Le streaming du jour #109 : Kourgane - ’Corps De Chasse’
Corps De Chasse succède à Heavy (2008) et, comme son prédécesseur, est tout simplement impressionnant. Kourgane œuvre à la fois dans la noise et le naturalisme. Le titre de ce nouvel opus ne pouvait être mieux trouvé : instrument et prédation. Originaires de Pau, leur musique évoque la montagne, le nature, la faune et la flore sauvages des Pyrénées bien sûr mais aussi de n’importe quel autre paysage à la fois inhospitalier, brisé et magnifique issu de la collision de deux plaques continentales.

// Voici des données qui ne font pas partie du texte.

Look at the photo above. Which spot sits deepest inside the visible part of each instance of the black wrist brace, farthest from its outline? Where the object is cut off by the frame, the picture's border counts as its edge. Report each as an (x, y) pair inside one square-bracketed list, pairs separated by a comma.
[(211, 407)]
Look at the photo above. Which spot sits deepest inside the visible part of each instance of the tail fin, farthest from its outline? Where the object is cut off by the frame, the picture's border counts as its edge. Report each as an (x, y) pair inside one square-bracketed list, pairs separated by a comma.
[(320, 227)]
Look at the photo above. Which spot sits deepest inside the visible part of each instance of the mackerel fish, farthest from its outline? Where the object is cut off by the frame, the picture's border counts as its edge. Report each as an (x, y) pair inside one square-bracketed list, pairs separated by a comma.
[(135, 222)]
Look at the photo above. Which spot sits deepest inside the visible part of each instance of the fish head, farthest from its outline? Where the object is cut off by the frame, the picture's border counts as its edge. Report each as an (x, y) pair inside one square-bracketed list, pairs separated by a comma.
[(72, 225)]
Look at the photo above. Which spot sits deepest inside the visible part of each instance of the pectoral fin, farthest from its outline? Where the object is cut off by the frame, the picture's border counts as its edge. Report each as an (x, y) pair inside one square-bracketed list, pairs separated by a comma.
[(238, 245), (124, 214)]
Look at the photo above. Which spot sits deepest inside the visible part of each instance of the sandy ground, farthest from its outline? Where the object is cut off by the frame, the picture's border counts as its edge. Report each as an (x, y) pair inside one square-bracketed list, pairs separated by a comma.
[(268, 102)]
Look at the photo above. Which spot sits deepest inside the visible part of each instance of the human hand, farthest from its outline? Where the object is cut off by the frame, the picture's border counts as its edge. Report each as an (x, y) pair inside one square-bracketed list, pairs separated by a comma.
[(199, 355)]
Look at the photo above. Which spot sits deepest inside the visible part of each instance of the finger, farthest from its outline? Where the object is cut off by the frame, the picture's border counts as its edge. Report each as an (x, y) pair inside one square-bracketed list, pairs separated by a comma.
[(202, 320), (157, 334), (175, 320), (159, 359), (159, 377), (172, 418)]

Tellurique, rugueuse, bestiale, primale, dangereuse mais aussi parfois domestiquée, la noise géologique de Kourgane convoque toutes ces forces qui nous dépassent et rappelle à quel point nous restons fondamentalement fragiles. Le bruit sec d’une batterie qui claque comme un coup de hache, la basse énorme et en avant qui enveloppe l’espace et le jeu tout aussi subtil que puissant des deux guitares qui charrient leur lot de bouts de ferraille venant compléter ce totem tribal constitué de mousses, de lichens, d’os et de poils d’animaux et bien sûr de morceaux de bois. Et puis aussi un dernier ingrédient qui parachève l’ouvrage : la voix et même, plus que la voix, les mots. Des mots auxquels souvent on ne comprend pas grand chose, tout au plus prend-t-on des images éparses de-ci de-là, des fragments de phrases ou des interjections isolées mais qu’importe puisque les instruments qui les accompagnent font le reste et on ne peut pas imaginer cette musique sans cette voix aux contorsions singulières – qui crie, psalmodie, égrène et chante aussi parfois – et sans ces mots-là, ces « Natacha », ces « À l’abri des rotules dans ta boite de merde » et tout le reste. Un disque qui a tout du Land Art, on imagine bien le groupe jouer au milieu de la nature, pour les éléments ou plutôt traversé par eux, médium du magma qui court sous ses pieds et des blocs de roches fracassés sur lesquels il se déplace, créant ses morceaux intenses et tendus dont seule l’érosion pourrait entamer la force. Des neuf minutes du crescendo tarabiscoté de Rambarde à la sublime construction disloquée d’Y Rester, l’agrégat sonore déversé à grands flots par Corps De Chasse réveille l’animal qui est tapi au fond de chacun d’entre nous.
Mais assez disserté, laissons parler l’humus et les minéraux, la matière organique et le vent. La parole à la nature...
À noter que l’objet est vraiment superbe et disponible au format LP 12" + CD chez l’intransigeant À Tant Rêver Du Roi contre 15 petits euros, ce qui n’est pas cher payé pour un fragment de volcan en éruption.